Forschung für die Batterie der Zukunft

Lithium-Ionen-Batterien sind aus unserem
Alltag kaum wegzudenken: Sie versorgen Smartphones, Notebooks oder Elektroautos mit Energie. Trotzdem suchen Forscher in der Ulmer Wissenschaftsstadt mit Hochdruck nach hochleistungsfähigen Nachfolgern. Denn zum einen haben Lithium-Ionen-Batterien ihre maximale Speicherkapazität bereits erreicht und zum anderen ist der Lithium-Vorrat begrenzt.

Grund genug für die Ulmer Universitätsgesellschaft dem Forschungsschwerpunkt „Energiespeicherung und -wandlung“ der Universität einen Vortrag in ihrer Jubiläumsreihe zu widmen.

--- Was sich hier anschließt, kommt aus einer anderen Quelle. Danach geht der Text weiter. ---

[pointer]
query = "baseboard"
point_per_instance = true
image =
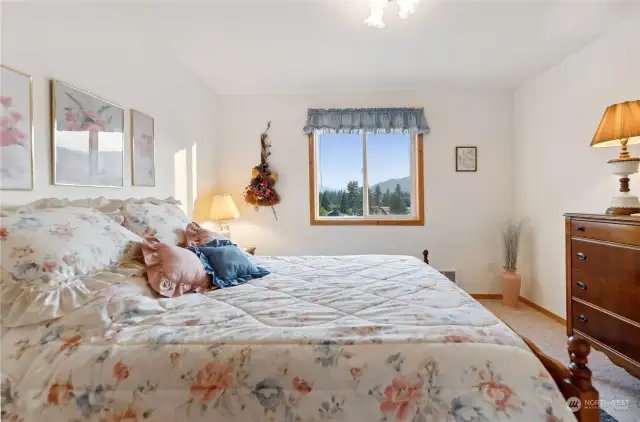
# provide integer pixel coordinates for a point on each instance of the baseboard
(486, 295)
(526, 301)
(547, 312)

Am Samstag, 4. Februar um 11.00 Uhr referiert Professor Axel Groß, Leiter des Instituts für Theoretische Chemie an der Uni Ulm, über Batteriekonzepte der Zukunft. Denn die Energiewende und die Umstellung auf die Elektromobilität können nur mit leistungsfähigen Batterien und Brennstoffzellen gelingen.

In der Ulmer Wissenschaftsstadt ist ein unvergleichliches Umfeld für die Erforschung neuartiger Batterien und Brennstoffzellen entstanden. Neben der Universität mit ihrer langen Tradition in der Elektrochemie decken das Helmholtz-Institut Ulm für elektrochemische Energiespeicherung (HIU) sowie das Zentrum für Sonnenenergie- und Wasserstoff-Forschung (ZSW) das gesamte wissenschaftliche Spektrum ab – von Computersimulationen elektrochemischer Prozesse bis zu Test- und Pilotfertigungsanlagen. Im Zentrum stehen so genannte Post-Li-Systeme, über die Professor Groß in seinem Vortrag sprechen wird. Künftig soll der Ladungsträger Lithium nämlich durch alternative Materialien wie Natrium, Magnesium, Aluminium oder Chlor ersetzt werden. In der neuen Kundenhalle der Sparkasse informiert Groß über Herausforderungen und Chancen dieser Batteriesysteme, die von Universität, HIU und ZSW gemeinsam beforscht werden. Der Eintritt ist frei!